This is a wonderful project of mine. Chess Maps are variation tree posters that help you learn chess openings.

A Chess Map displays all (ok, almost all) named opening variations with their name, a diagram and paths to parent and child variations. 

You can buy them at

Chess Maps
Chess Map variation tree of the Indian defenses. The original pdf is of top printing quality.

Altogether there are 3000+ named variations on 22 Chess Maps

To explore them, start at the bottom end of each map and with every move go upwards one row. Where the path splits into two moves or more, you will find the options arranged like on the chess board: From left to right, e.g., a move to a3 is on the left, then c4, and Nh3 appears on the right end of the fork.

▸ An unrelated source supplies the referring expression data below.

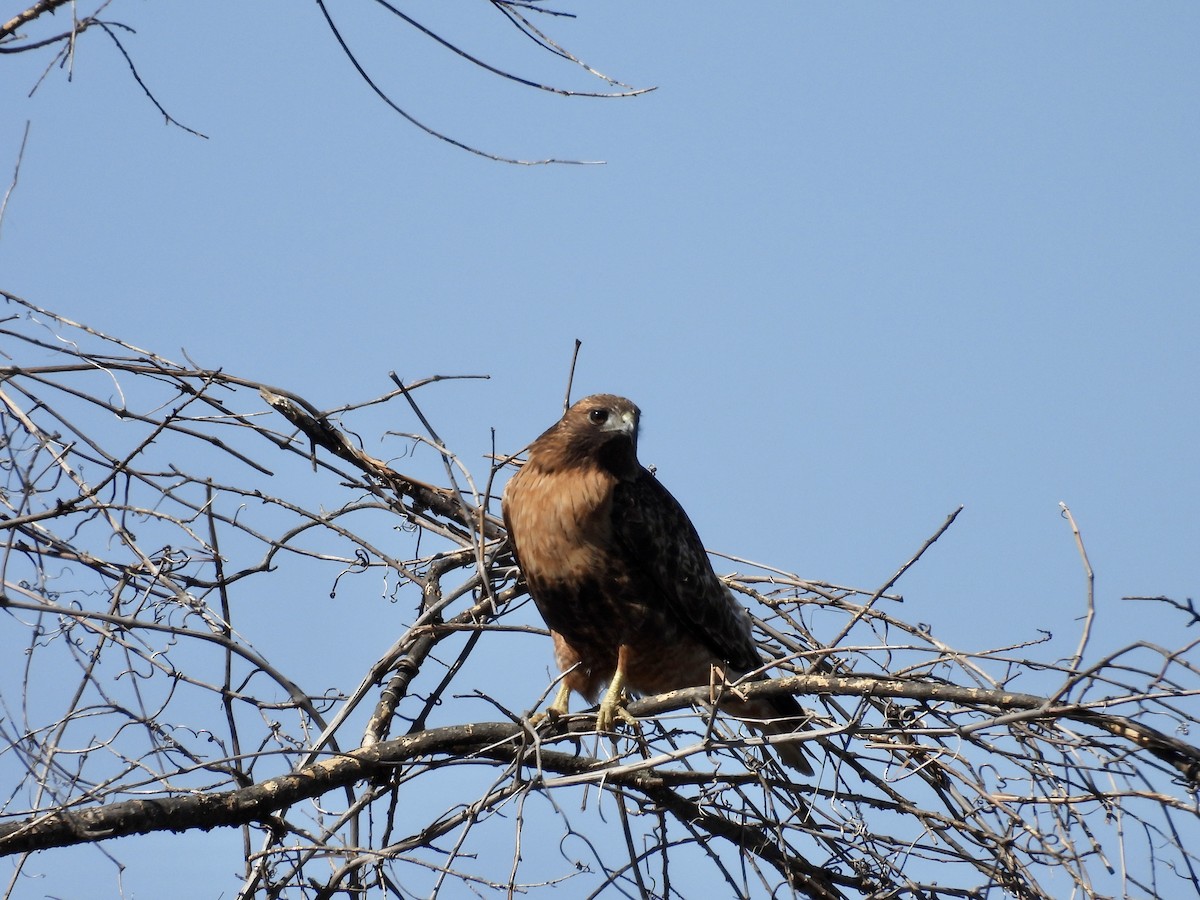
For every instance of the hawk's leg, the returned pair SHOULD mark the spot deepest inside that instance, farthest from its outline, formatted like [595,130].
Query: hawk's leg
[557,709]
[611,707]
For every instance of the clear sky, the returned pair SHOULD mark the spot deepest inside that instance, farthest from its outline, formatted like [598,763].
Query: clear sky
[858,263]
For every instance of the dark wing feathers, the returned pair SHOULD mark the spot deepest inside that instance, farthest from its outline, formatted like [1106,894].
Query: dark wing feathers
[657,538]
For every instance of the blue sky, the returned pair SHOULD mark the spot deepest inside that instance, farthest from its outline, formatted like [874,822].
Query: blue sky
[858,264]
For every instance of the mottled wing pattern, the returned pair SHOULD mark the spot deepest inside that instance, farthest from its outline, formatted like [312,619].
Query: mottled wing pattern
[657,538]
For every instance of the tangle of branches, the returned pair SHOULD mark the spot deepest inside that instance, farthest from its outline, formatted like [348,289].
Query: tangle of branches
[24,33]
[186,551]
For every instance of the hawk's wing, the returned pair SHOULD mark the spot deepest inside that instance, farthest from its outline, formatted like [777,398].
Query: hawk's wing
[655,537]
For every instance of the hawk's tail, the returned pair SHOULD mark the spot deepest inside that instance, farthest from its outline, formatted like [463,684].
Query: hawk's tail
[784,715]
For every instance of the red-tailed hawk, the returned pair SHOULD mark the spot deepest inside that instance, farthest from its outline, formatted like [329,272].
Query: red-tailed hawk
[621,576]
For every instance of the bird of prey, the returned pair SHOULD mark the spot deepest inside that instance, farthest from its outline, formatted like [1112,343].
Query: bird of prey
[621,576]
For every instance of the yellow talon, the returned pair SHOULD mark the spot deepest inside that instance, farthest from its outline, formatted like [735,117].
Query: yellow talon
[555,711]
[612,706]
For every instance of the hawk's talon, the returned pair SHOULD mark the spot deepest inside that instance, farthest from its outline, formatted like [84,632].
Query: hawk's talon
[556,711]
[611,709]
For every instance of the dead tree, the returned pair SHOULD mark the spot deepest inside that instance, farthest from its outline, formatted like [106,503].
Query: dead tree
[37,29]
[150,510]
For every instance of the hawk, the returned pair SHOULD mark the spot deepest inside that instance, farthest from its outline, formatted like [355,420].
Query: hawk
[621,576]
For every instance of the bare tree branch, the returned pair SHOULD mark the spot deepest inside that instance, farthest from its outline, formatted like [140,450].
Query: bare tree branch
[178,545]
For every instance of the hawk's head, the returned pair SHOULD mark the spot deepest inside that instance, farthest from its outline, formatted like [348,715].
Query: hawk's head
[598,430]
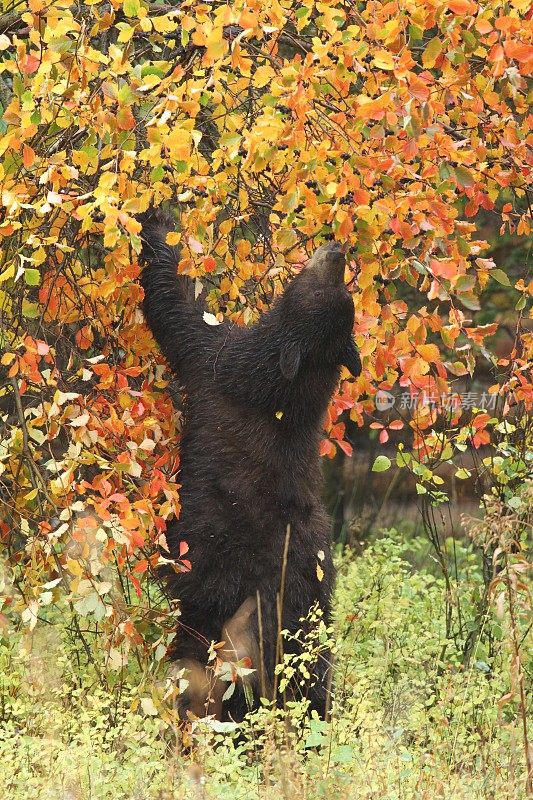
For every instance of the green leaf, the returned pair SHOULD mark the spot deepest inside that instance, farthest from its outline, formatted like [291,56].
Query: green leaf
[381,464]
[500,276]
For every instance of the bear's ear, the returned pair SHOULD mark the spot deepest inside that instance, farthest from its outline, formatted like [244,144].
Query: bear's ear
[350,358]
[289,359]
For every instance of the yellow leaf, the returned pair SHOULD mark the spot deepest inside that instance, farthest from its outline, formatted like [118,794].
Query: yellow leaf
[164,24]
[383,60]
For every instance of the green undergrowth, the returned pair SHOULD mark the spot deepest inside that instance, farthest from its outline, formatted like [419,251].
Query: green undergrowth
[410,720]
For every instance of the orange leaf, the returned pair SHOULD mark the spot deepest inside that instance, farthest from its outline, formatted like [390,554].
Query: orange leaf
[444,268]
[520,51]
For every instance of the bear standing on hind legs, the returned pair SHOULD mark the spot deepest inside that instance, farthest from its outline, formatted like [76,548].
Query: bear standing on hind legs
[255,400]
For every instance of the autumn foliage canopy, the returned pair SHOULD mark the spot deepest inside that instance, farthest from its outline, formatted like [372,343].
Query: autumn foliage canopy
[269,126]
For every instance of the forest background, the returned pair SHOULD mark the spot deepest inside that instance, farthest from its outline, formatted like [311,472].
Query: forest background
[402,129]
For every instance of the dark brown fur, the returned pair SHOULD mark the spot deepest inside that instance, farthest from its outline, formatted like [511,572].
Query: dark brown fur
[255,403]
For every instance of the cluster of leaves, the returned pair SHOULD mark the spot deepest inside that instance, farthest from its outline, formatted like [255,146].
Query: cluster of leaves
[270,126]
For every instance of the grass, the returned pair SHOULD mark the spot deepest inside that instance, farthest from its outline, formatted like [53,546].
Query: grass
[409,721]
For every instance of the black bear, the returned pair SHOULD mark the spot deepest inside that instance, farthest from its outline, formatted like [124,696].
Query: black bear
[255,400]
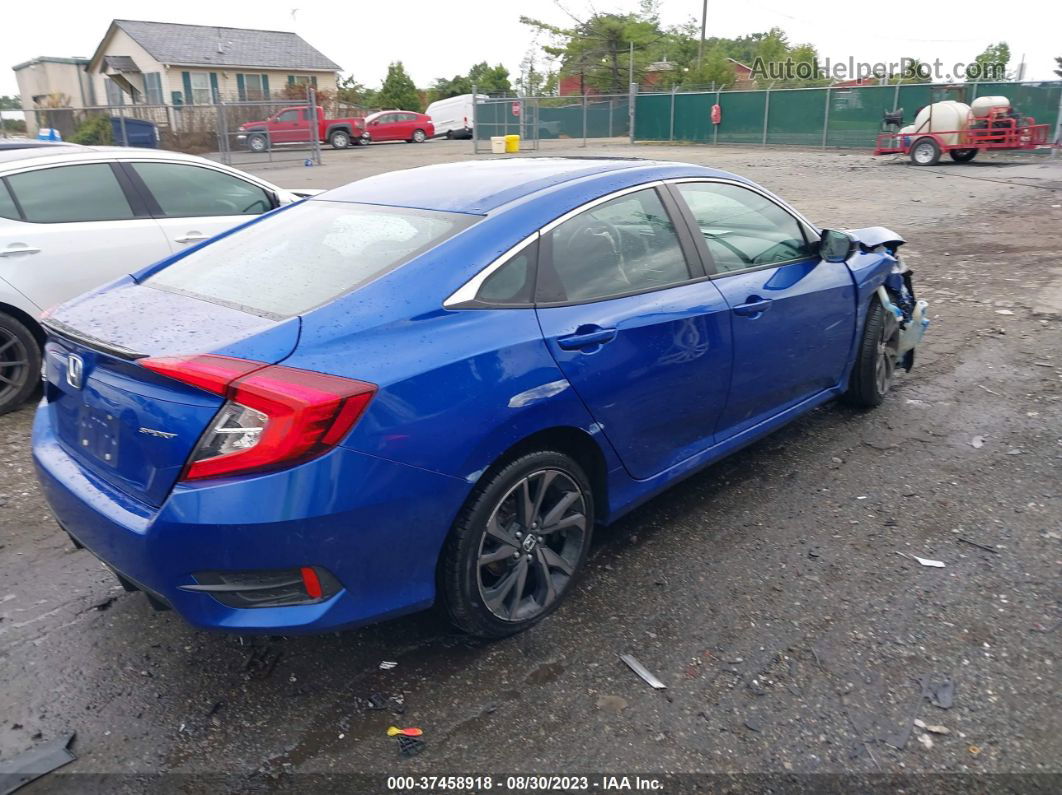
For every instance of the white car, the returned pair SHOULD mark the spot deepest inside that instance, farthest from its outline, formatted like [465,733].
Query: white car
[73,218]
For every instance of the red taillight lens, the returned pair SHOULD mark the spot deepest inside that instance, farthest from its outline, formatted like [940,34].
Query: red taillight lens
[275,416]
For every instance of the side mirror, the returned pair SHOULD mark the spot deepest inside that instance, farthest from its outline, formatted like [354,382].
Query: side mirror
[835,246]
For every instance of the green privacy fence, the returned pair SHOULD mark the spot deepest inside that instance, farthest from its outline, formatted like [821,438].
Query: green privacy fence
[818,117]
[554,117]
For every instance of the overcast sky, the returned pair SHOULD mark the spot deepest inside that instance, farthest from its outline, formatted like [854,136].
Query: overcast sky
[444,37]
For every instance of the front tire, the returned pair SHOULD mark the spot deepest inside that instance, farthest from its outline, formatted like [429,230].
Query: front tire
[925,152]
[257,143]
[875,363]
[517,546]
[19,363]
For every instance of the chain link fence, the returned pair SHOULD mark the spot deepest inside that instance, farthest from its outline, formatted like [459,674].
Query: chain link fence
[550,118]
[843,117]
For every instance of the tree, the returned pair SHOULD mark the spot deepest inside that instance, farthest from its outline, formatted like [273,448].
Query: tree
[991,64]
[398,90]
[492,80]
[352,92]
[598,48]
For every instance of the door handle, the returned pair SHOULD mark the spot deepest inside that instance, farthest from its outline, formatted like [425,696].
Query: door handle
[753,307]
[11,252]
[586,336]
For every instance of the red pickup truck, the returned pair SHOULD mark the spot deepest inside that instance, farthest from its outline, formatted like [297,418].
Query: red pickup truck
[292,125]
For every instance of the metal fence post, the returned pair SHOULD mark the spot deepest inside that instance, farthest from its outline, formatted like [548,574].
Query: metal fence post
[767,111]
[715,132]
[631,113]
[670,134]
[825,119]
[584,120]
[475,125]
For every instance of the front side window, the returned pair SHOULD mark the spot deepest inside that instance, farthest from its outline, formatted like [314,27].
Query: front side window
[307,255]
[183,191]
[201,88]
[742,228]
[70,193]
[626,245]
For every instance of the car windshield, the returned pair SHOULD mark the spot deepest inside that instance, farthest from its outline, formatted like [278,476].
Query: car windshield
[306,256]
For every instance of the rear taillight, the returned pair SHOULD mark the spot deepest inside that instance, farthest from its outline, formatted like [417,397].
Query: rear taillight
[273,417]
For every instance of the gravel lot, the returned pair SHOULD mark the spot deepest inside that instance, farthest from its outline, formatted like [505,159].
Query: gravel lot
[773,592]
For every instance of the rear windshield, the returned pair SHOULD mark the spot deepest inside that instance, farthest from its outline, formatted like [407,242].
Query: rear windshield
[307,255]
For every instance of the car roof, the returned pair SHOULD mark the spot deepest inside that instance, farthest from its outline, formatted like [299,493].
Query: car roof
[479,187]
[74,153]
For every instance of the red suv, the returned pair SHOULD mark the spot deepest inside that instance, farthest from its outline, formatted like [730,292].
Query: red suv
[399,125]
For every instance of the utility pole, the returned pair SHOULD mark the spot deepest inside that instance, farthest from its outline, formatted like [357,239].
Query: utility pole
[704,21]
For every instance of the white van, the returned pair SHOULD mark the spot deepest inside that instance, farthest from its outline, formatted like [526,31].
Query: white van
[452,116]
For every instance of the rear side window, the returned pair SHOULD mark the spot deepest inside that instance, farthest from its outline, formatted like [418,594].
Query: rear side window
[184,191]
[7,208]
[69,193]
[307,255]
[626,245]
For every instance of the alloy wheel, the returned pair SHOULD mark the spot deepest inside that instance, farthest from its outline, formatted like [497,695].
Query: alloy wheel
[14,364]
[532,543]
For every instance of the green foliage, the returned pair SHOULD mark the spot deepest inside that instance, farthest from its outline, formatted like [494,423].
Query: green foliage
[398,90]
[93,132]
[991,59]
[352,92]
[598,48]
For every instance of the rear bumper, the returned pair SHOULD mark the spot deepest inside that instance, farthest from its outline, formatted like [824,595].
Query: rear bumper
[377,525]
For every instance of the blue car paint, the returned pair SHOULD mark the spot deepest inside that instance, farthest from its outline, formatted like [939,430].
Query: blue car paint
[457,390]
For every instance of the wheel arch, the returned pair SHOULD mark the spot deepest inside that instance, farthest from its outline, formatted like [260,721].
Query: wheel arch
[27,320]
[574,442]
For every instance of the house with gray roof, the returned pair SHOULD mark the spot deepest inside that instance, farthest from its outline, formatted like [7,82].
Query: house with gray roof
[169,64]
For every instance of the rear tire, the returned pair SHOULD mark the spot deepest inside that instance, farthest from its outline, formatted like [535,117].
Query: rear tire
[517,546]
[19,363]
[875,363]
[340,139]
[925,152]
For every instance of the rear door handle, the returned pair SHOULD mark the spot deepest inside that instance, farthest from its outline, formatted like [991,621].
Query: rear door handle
[753,307]
[12,251]
[586,336]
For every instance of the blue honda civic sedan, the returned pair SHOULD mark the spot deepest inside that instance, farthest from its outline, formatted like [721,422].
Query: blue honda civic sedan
[431,385]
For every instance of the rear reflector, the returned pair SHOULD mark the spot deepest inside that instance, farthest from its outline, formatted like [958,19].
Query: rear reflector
[274,417]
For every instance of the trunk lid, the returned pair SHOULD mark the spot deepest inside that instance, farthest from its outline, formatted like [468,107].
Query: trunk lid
[129,426]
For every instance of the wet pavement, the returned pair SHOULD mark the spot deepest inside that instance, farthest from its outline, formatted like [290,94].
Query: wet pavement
[774,593]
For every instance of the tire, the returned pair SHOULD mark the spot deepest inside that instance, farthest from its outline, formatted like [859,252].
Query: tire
[925,152]
[478,573]
[875,363]
[19,363]
[257,143]
[340,139]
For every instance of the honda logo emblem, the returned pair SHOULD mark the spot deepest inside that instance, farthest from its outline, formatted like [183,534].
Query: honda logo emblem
[75,369]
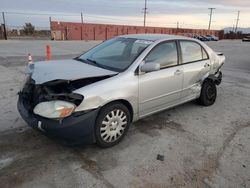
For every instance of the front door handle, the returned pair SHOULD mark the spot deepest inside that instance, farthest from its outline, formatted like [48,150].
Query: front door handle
[177,72]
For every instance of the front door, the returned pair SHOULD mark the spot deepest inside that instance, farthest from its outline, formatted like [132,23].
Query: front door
[196,66]
[162,88]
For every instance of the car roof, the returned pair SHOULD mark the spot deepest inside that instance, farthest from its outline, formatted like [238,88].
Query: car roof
[154,37]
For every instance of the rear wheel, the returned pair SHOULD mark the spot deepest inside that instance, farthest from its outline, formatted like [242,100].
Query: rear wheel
[112,124]
[208,93]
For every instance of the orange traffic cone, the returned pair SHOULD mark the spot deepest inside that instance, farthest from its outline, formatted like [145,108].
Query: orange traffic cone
[30,61]
[48,52]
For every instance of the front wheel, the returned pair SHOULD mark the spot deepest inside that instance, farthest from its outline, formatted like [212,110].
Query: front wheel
[112,124]
[208,93]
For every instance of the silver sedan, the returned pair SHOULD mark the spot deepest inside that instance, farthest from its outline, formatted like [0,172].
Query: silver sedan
[96,96]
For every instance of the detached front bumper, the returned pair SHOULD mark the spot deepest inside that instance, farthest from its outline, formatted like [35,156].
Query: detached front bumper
[76,129]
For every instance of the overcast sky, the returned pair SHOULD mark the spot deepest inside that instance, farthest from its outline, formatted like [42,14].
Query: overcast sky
[166,13]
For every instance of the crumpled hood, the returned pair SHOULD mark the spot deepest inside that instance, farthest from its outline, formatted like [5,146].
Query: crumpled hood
[46,71]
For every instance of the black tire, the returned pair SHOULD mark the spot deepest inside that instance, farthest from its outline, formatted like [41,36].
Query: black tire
[208,93]
[116,108]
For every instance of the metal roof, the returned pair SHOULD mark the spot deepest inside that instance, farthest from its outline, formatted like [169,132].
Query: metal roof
[154,37]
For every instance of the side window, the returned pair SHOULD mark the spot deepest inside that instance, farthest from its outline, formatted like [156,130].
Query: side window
[165,54]
[192,51]
[117,49]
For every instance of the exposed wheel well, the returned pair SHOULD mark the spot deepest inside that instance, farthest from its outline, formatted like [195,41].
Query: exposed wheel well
[126,103]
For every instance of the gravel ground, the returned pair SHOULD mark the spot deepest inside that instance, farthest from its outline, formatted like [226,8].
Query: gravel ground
[202,146]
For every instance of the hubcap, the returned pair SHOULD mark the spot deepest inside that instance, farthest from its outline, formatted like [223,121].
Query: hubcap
[113,125]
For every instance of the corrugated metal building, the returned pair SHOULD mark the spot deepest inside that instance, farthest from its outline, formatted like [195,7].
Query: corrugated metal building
[89,31]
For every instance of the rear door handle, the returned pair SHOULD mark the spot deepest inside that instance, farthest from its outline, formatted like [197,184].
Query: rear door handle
[177,72]
[206,65]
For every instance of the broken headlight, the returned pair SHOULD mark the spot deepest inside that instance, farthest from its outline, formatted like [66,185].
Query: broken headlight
[54,109]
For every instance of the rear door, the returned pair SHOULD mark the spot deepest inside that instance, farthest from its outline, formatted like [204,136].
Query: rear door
[196,65]
[162,88]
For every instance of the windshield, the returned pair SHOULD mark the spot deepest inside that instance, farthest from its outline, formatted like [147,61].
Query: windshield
[115,54]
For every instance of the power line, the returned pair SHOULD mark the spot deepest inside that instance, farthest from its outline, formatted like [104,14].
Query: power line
[237,21]
[210,19]
[145,9]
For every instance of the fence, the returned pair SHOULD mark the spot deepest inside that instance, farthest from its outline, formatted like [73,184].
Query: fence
[88,31]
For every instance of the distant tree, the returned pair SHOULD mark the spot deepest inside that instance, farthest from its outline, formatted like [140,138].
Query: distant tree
[29,29]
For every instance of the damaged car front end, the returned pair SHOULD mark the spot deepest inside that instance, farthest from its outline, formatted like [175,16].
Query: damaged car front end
[50,106]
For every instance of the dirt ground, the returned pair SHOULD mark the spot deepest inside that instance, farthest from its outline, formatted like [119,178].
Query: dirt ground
[202,146]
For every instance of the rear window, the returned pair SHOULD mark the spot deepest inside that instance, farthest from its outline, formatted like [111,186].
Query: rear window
[192,51]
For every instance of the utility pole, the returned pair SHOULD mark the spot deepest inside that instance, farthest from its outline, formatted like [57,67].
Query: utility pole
[210,19]
[51,37]
[237,21]
[81,24]
[4,27]
[145,13]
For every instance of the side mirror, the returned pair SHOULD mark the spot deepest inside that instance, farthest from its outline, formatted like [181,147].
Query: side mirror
[150,67]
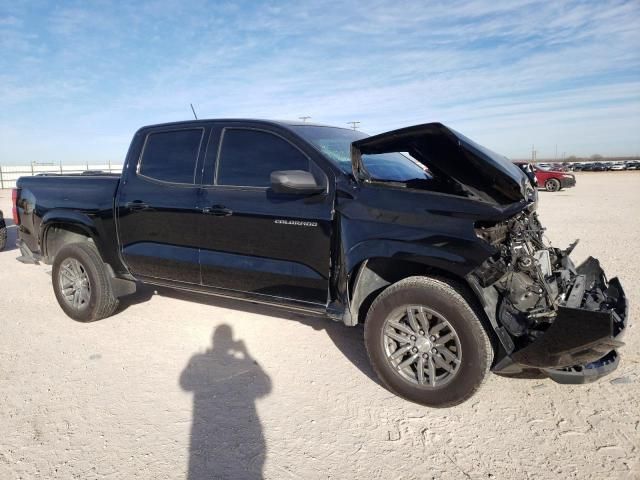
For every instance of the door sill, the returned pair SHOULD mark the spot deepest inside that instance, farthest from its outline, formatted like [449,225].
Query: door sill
[285,303]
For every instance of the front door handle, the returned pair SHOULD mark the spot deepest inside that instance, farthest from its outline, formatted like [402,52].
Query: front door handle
[218,210]
[137,205]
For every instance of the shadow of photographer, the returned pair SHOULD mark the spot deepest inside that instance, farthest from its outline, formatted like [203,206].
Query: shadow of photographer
[226,435]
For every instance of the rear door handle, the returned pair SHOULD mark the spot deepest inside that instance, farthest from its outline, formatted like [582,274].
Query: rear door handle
[137,205]
[218,210]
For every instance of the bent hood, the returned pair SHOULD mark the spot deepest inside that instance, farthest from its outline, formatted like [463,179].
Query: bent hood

Those long paths reaching the top edges have their extensions displayed in a separate window, in the manner of outlying islands on a map. Arrow numbers above some diagrams point to pages with separate opening systems (missing the Nimzo-Indian and the King’s Indian here? they need separate pages).

Chess Maps
French defence Chess Map.

Chess Maps are meant to be a learning resource for chess opening terminology. When you follow a path from diagram to diagram with your finger you attach a physical experience to the learning process. This helps your brain remembering the variation names, their geographical position in the tree and thus the way to get there.

To limit complexity, every variation appears only once and in the context of its normal opening system. Alternative move orders and transpositions are not reflected. Also not reflected are second or third names of some variations. I just went with the one that appeared to have a majority of hits in online chess databases.